Ulises habría podido justificar su decisión en el honor, o explicar que aquel libro era su entrada al círculo de sopladores locos que buscaban la Piedra; pero dijo que no porque Lemaître le caía mal, porque tras su discurso de libertad, igualdad y fraternidad, había leído en sus ojos un profundo desprecio por un muchacho negro. Si aquel masón prepotente se había dignado a ofrecerle la iniciación en la logia, no había sido por su inteligencia o su potencial —en el que, claramente, no creía—, sino para pedirle después, como la dote de una novia, que entregase el Pantagruel a sus superiores.

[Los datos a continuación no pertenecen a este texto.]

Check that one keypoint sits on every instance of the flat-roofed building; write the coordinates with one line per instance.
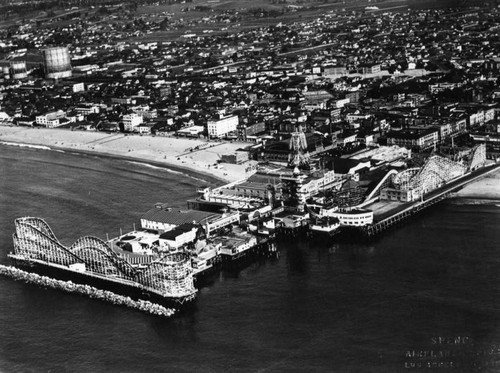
(221, 127)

—Creo que está todo dicho. —Lemaître contuvo como pudo un gesto de ira—. El coche le llevará a la avenida Montaigne. Sólo le pido su palabra de que no mirará por la ventanilla para averiguar dónde nos encontramos.
—La tiene.
Le sostuvo la mirada, muy digno. A fin de cuentas, el maestro masón ya le había proporcionado, sin saberlo, su nombre y dirección.